Hasta 1961, Stalin reposó a un metro de distancia de Lenin. Pero luego, el proceso de desestalinización ordenado por Nikita Kruschev envió su momia a un sitio desconocido. He visto muchas fotos siniestras, cercanas a la pornografía, pero no creo que una sola de ellas supere la imagen de esos dos cuerpos reposando para la eternidad.

En años recientes, tras la caída de la Unión Soviética, empezaron a multiplicarse las voces exigiendo que Lenin, el padre fundador del estado soviético, descanse realmente en paz, alejado de la Plaza Roja. Eso ocurrirá en algún momento no muy lejano, y Lenin deberá liar sus bártulos.



JULIO ES EL MES MÁS CRUEL



Julio es pleno invierno en Buenos Aires. Y la mayoría de los días del velorio de Evita, o llovió, o el cielo emergió encapotado. La ciudad se detuvo. El país se detuvo. Allí comprobé que no todas las muertes son iguales. En mi novela Los judíos del Mar Dulce, uno de sus protagonistas, Natalio, el más antiperonista de la familia Pechof (contreras les llamaban a los opositores) hace este cálculo: “Si a cada velorio van unas cuarenta personas y al de Evita fueron más de un millón y medio, su muerte equivale a la de treinta y siete mil quinientos difuntos”.

Creo que en esa ocasión, no fue Natalio Pechof quien habló, sino el autor.
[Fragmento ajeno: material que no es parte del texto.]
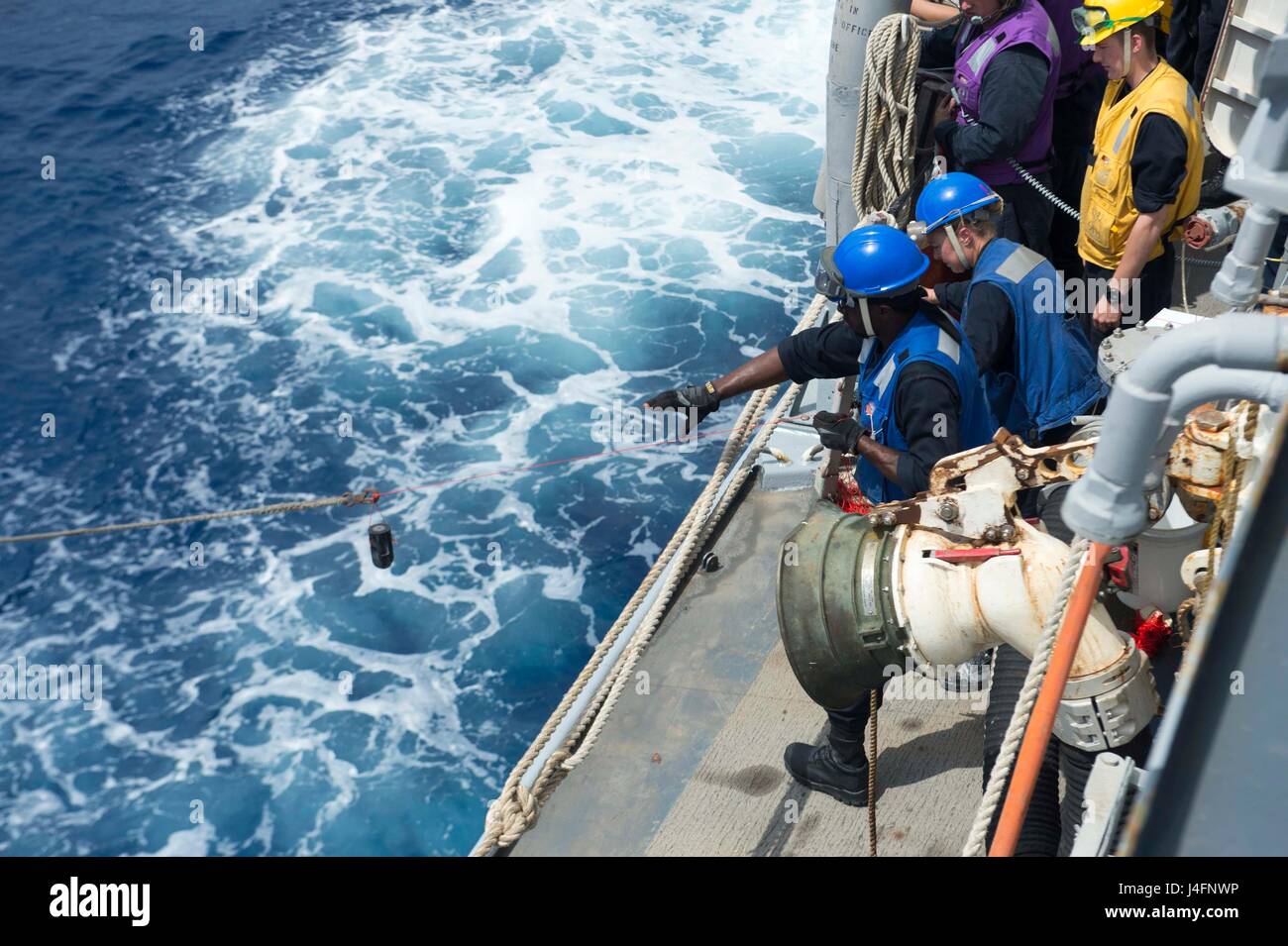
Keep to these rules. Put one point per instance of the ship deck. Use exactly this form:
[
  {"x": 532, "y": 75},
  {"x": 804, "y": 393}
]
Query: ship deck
[{"x": 695, "y": 766}]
El autor abrió la boca no desde su madurez de escritor, sino desde el rencor de su infancia. Bueno, hay que disculpar a ese niño que consideraba más interesante contemplar a cinco cómicos en la pantalla, que un funeral interminable. Pues no se puede estafar a un niño de manera impune.

Siempre me han causado desconcierto los avatares de la eternidad. Cambian los gobiernos, se revisa la historia, y en muchos casos es difícil mantener la ficción de un inmortal que ha sido eternizado en vida. En cambio otras vidas, que muchos imaginaron serían sepultadas por su muerte, persisten en marcar nuestros destinos.
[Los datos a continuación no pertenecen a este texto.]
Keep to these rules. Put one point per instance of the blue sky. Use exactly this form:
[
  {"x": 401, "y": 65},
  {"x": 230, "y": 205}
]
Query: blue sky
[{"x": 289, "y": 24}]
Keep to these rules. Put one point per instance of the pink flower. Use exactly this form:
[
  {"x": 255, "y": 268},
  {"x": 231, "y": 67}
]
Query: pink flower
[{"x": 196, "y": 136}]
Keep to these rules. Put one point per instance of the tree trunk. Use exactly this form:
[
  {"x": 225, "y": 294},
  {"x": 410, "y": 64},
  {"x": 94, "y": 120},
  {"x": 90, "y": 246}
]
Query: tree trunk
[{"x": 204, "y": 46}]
Simón Bolívar murió despreciado, perseguido, solitario. De Francisco de Miranda ni siquiera se han podido recuperar los restos. Murió en la fortaleza de La Carraca, en Cádiz, y esa fortaleza fue luego destruida por las aguas. Y sin embargo, ambos siguen guiando a generaciones de venezolanos y de latinoamericanos. La historia suele ser cruel. Pero la mayoría de las veces muestra su sabiduría.